Johnson & Johnson is sharing its Jump-stARter library with Dr. Peter Myler at Seattle Children’s Research Institute (SCRI) for screening for leishmaniasis drug discovery. Under the umbrella of the Seattle Structural Genomics Center for Infectious Disease, SCRI is partnering with the University of Washington’s Dr. Wes Van Voorhis to carry out the screening.
Dr. Stenio Fragoso, Head of the Laboratory of Molecular Biology of Trypanosomatids at Fundação Oswaldo Cruz (Fiocruz), is interested in testing inhibitors against recombinant T. cruzi Topoisomerase II. To initiate these studies, Dr. Fragoso and investigators from Seattle Children’s Research Institute (SCRI) and the National Institute of Allergy and Infectious Diseases (NIAID)-funded Seattle Structural Genomics Center for Infectious Disease (SSGCID; contract HHSN272201700059C) are collaborating to develop constructs to express and purify T. cruzi Topoisomerase II. Once the protein is purified, it will be incorporated into an in vitro assay to identify new drugs for Chagas disease.
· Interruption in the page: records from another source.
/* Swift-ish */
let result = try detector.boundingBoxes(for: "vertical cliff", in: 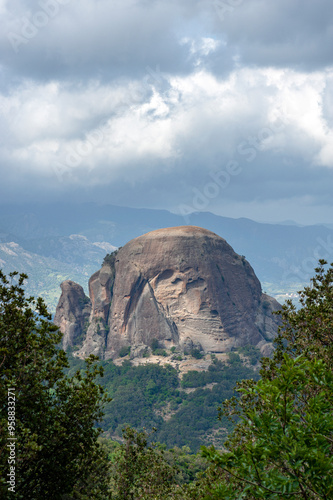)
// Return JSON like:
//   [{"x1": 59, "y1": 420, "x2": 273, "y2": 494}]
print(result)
[{"x1": 57, "y1": 226, "x2": 279, "y2": 359}]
Merck KGaA, Darmstadt, Germany will be sharing its Mini Library of compounds with Prof. Fabrice Boyom at University of Yaoundé I for leishmaniasis and amoebiasis drug discovery. Merck KGaA, Darmstadt, Germany’s Mini Library is a collection of drug-like former Biopharma research and development compounds and their derivatives. The compounds cover a wide range of molecular targets, including enzymes, hormone and neurotransmitter receptors, transporters, and ion channels.